As protein crystals may suffer from radiation damage, it is important to measure the intensity of diffraction at two wavelengths at the absorption edge (e.g. at λ₁ and λ₂ mentioned above) almost simultaneously. Using an image plate as a detector, this can be achieved by recording the intensity diffracted by the crystal at λ₁ and λ₂ on one image where the corresponding two sets of diffraction peaks have been separated by a small shift of the plate (Chesne, 2002).
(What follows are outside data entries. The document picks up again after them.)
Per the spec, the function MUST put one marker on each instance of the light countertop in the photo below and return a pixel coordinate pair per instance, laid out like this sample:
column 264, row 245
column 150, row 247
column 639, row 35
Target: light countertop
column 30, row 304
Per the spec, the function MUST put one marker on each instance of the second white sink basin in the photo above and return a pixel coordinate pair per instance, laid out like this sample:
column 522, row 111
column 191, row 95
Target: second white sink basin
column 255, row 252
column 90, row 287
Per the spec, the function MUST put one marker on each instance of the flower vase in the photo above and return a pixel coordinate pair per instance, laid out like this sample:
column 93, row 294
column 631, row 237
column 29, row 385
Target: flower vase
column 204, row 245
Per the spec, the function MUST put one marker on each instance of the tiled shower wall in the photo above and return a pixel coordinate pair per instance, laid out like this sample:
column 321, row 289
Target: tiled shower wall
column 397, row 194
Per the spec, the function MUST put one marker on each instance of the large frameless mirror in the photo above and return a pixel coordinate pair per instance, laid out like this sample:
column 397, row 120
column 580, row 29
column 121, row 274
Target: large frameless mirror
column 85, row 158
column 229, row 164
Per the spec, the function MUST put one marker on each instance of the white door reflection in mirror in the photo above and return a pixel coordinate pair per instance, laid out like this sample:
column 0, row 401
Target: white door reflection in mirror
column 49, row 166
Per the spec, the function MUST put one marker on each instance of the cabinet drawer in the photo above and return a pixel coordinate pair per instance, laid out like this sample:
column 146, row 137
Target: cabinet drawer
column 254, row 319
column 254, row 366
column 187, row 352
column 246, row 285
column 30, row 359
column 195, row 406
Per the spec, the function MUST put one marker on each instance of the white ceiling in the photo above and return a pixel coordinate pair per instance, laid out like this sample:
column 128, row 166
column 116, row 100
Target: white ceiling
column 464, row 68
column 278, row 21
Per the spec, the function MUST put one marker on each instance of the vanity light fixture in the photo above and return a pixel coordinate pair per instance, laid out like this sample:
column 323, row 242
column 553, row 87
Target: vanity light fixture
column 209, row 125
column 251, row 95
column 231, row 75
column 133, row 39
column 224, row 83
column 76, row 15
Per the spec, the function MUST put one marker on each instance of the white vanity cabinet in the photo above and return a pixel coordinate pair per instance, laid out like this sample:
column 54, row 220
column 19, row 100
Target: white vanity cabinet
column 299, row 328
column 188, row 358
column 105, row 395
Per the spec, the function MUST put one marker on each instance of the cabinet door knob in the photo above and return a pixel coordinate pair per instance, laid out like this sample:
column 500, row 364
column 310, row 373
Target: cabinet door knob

Image plates are very convenient detectors for soft X-ray diffraction. Being flexible, they can cover a large solid angle of X-ray diffraction as shown in Fig. 1. Data taking could be a lot faster with an on-line readout system for flexible image plates. The better solution appears to be a new type of detector, a semiconductor pixel array, PILATUS, which has been developed at the Paul Scherrer Institut (PSI), Villigen. It combines a large solid angle, fast readout and a sensitivity for soft X-rays at 2.1 keV which can be high (Bitter et al., 2006).